At first glance, ETL looks like a technology that is more relevant to infrastructure than to a conversation about business results. The ETL platform is furnished with a design workstation at which a developer uses a high-level interface to drag and drop and point and click to generate an application. Often the ETL platform occupies a key point in the system architecture - a data hub - through which heterogeneous data must pass to map upstream data elements, typically from transactional systems, to downstream data elements in a data warehouse, data mart or your target data store of choice. Along the way, a wide variety of operations are applied to transform the data - including changes in format, look ups to adjust content as well as actions to affect data or information quality. Predefined connectors or adaptors enable the access of an extensive list of data source and targets, extending from relational databases to XML to enterprise resource planning (ERP) or other proprietary systems and sources. The rules of interoperation between different systems are captured to a centralized metadata repository for subsequent impact analysis, easing system maintenance. The metaphor of an information supply chain that unfolds in data stages is powerful and relevant. Yet, as described so far, ETL is not a technology that addresses what keeps most businesspeople up at night. How can we make the connection in order to build the business case?
What does keep businesspeople up at night? At the risk of over simplifying, the CFO is worried about the bottom line numbers and the integrity of the preceding lines from which it is derived; the marketing manager, about the coherence of the messaging going forth in the firm's communications; the sales staff, about meeting their quota; the product manager, about inventory levels (low but not too low) and the quality of the production process; the HR manager, about inspiring teamwork and collaboration; the executive function, about market trends, competitors, substitute products, legal issues, regulatory pitfalls and compensation plans. Of course, each of these roles is an over-simplification, and each of them is concerned with their own relevant metrics, messages, inventories, quality and teamwork. If the enterprise is to succeed as a whole, each of them must have a concept of serving the customer (or if they are in the public sector, the constituent) and a perspective on the overall enterprise. If they do not get their heads above the day-to-day struggle for survival, then a whole set of dysfunctional behaviors can result with damaging consequences.
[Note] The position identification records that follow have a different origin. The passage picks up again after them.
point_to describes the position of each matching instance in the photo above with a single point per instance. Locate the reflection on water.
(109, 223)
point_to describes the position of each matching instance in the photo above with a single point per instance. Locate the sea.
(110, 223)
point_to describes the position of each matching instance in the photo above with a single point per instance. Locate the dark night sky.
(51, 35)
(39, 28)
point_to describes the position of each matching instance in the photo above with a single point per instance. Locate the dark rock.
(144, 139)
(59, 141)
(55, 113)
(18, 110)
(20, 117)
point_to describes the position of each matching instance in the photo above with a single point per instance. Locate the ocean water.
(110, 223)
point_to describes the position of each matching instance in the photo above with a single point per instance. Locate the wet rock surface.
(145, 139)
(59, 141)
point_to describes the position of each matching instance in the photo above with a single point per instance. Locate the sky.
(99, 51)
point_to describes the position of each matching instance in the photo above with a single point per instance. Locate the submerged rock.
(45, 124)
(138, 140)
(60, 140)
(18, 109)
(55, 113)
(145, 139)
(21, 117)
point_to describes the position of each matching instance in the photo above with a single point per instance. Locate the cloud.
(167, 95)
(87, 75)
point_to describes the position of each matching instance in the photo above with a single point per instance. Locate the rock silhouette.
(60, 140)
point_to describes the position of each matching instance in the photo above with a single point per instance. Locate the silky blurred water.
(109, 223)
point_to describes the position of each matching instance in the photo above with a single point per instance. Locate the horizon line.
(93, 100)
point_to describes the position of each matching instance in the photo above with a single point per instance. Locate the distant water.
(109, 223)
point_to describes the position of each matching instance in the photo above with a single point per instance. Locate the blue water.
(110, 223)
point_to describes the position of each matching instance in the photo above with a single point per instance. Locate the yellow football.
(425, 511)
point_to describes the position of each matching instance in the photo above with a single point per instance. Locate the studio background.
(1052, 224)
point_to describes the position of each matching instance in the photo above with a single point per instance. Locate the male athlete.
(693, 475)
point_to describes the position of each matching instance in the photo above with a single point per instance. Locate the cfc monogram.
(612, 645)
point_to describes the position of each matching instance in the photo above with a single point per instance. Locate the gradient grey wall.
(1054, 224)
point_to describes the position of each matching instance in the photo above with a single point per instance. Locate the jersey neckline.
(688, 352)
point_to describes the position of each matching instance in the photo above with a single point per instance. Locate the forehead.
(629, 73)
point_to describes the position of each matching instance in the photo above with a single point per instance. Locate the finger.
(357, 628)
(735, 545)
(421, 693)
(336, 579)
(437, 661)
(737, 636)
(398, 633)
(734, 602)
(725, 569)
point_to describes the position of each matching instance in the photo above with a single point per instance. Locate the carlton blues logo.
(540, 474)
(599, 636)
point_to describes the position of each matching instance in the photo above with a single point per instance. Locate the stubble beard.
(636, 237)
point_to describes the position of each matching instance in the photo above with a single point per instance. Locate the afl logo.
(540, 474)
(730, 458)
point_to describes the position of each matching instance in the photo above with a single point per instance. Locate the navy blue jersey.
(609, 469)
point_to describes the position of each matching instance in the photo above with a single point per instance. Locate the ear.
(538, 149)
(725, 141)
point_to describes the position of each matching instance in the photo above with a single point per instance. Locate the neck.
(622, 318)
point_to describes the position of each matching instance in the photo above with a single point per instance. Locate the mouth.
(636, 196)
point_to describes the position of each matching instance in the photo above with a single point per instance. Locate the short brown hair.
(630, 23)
Now let us (finally) return to our hypothesis about six degrees of separation. Any valid data point is separated from a business problem by a number of degrees of separation - sometimes six, sometimes less or even more. The first level is the transactional one - customer buys a product or service. This generates an atomic data point, a sale. Of course, the transaction itself may entail degrees of separation such as credit checking if the purchase is with a payment card or validation if an insurance claim is being processed. In turn, this data is aggregated at a second level for purposes of statutory accounting and regulatory reporting, categorized according to distinctions that mean something to government auditors. At a third level, the transactions are aggregated according to other relevant master data dimensions - which customer bought which product and when and where this occurred. A fourth level consists of adjustments to aggregates. In retail, products are returned and must be added into inventory and subtracted from revenue. In insurance, losses must be accrued, deducted from reserves and added to payouts. If the organization has a flat structure and consistent systems, we are done sooner rather than later. We have traced a path from interaction in the market to a fundamental business entity (such as customer or product) that can solve a business problem or answer a customer question. We are now able to answer basic business questions about trends in the market and related issues. In this example, we have four levels or three degrees of separation unless we count the one hidden in the transactional layer, in which case we have four degrees of separation. This is relatively simple, but rarely is this the case.
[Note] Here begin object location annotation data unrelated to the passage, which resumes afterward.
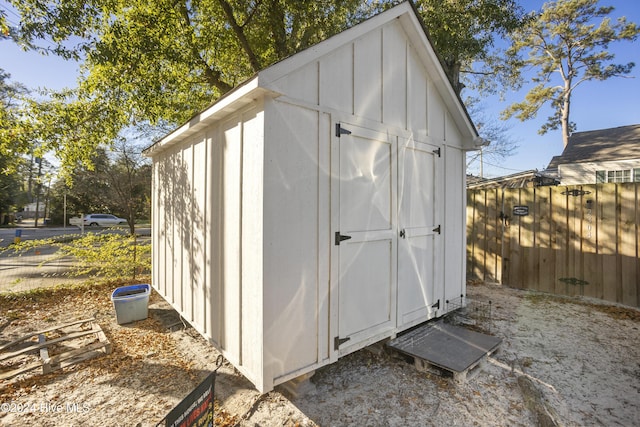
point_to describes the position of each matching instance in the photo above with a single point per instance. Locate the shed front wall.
(207, 235)
(378, 82)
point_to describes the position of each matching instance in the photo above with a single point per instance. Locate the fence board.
(589, 235)
(512, 198)
(627, 249)
(528, 240)
(544, 241)
(590, 270)
(608, 242)
(493, 235)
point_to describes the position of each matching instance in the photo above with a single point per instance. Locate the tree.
(10, 161)
(464, 33)
(119, 182)
(567, 43)
(491, 129)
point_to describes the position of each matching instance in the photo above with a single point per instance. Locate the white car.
(94, 220)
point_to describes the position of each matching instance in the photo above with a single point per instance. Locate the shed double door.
(378, 290)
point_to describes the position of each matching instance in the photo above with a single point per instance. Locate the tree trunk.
(566, 107)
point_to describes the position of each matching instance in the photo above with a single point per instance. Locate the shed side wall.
(294, 216)
(207, 238)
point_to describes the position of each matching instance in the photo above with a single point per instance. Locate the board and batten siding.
(208, 235)
(247, 198)
(378, 78)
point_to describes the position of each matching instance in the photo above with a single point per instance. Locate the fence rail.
(570, 240)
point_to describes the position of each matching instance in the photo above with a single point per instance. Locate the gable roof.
(263, 82)
(600, 145)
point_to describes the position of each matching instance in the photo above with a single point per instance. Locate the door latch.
(340, 237)
(337, 342)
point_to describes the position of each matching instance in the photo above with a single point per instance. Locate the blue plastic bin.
(131, 303)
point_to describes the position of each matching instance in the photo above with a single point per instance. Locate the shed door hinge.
(341, 131)
(340, 237)
(337, 342)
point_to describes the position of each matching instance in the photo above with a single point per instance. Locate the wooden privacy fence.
(570, 240)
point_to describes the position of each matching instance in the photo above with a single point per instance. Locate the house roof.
(600, 145)
(262, 82)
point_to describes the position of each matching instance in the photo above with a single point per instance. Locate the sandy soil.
(580, 359)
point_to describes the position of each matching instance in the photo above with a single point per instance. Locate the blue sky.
(595, 105)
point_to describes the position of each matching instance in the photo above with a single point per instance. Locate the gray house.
(599, 156)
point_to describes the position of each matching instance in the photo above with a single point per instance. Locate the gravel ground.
(563, 361)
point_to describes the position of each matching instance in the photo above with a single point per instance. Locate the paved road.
(7, 235)
(35, 269)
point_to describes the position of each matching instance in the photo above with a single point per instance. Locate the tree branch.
(239, 31)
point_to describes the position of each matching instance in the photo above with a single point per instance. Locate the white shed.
(320, 206)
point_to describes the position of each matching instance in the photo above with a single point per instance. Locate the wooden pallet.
(439, 347)
(76, 338)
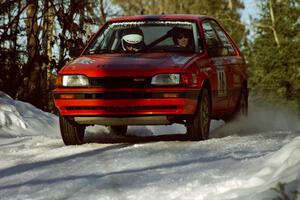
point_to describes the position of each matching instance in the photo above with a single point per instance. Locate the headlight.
(166, 79)
(74, 81)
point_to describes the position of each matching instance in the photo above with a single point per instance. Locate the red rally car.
(152, 70)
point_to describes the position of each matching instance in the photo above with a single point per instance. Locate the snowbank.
(22, 119)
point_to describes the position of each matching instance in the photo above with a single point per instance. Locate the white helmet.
(132, 40)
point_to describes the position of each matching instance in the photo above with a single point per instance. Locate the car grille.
(120, 82)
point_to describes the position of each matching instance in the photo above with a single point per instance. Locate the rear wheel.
(198, 126)
(241, 109)
(72, 134)
(118, 130)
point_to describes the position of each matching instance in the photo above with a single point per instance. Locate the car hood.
(128, 64)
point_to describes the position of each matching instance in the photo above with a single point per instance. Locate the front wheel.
(198, 126)
(72, 134)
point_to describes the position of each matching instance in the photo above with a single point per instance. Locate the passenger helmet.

There is a "gotcha." In this discussion, "degrees of separation" is a proxy for "steps in a process" or "hand-offs between system interfaces." A quick and easy result such as the one we just obtained does not really correspond to our intuitions about the complexity of business operations. This result presumes we have intermediate access to something similar to a consistent representation of customers and products or other essential reference data in the form required. In general, if each system interface (hand-off between different representations of the same data) represents a degree of separation, then the task of merging a half dozen customer or product files across each of these interfaces represents a potentially astronomically large number of degrees of separation. The exponential fan out goes in the wrong direction - instead of converging on your next-door neighbor who hands off the post card to his second cousin in Bangalore, we get proliferating system interfaces. It is as though you need to get there by way of the planet Mars. This is the state of the spaghetti-like diagrams of system interrelations that represent the "before" state in data mart consolidation initiatives.